1.14 Extraction and derivatization
Extraction and derivatization procedures applied manually (or offline) are considerably time-consuming and laborious. Whilst derivatization is not required for many plasma-based analytes using LC-MS/MS, it is required for many DBS analyses to improve the sensitivity; offsetting the small sample volume. However, as the derivatization process prolongs the overall analysis time it is considered to be a limiting factor and has been a driver for the development of on-line extraction techniques to facilitate the DBS sample pre-analytical treatment. Automation of sample preparation directly coupled with the LC-MS/MS system has been introduced to improve turn-around time and run cost. PPT is a simple and popular method for automation that has been utilized for TDM. However, following a single PPT procedure, salts and other endogenous analytes are still present which may cause ion suppression in the MS process. SPE-LC-MS/MS set-up is designed to facilitate online sample desorption and is a time and cost-effective method for DBS analysis. Compared to PPT, SPE presents an improved sample clean-up. There are specific challenges with on-line extraction approaches, in comparison with the off-line extraction methods which may be a significant source of assay bias, including; a non-homogenous mixture of internal standard (ISTD) with the analyte in the extract; sample dilution then bands broadening in chromatography separation; and/or inadequate focusing of the extract onto the analytical column (Gonzalez C, et al.2000). Accordingly, as part of the method development process, certain strategies are required to eliminate these issues.

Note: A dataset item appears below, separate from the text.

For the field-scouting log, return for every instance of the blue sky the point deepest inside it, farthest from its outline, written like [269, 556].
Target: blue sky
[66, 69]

Technology has been developed that allows for the direct sampling of the DBS, without the need for a change to liquid or elution. As it is described by the manufacturer, “Liquid Microjunction Surface Sampling Probes (LMJ-SSP) are self-aspirating devices where the liquid is pumped to and aspirated away from a surface of interest to a mass spectrometer for integrated extraction and ionization”. By utilizing the LMJ-SSP technology, the analyte of interest could be directly extracted from the different surfaces and detected by a mass spectrometer in a short time frame with minimal sample handling. The LMJ-SSP device coupled with the MS has been utilized for the determination of proteins in the DBS sample, direct tandem mass spectrometer for detection of hemoglobin, as well as therapeutic drugs. Likewise, a novel “on spot” direct derivatization approach provides a time and cost-effective alternative sample preparation procedure; a technique introduced to determine thiorphan drug.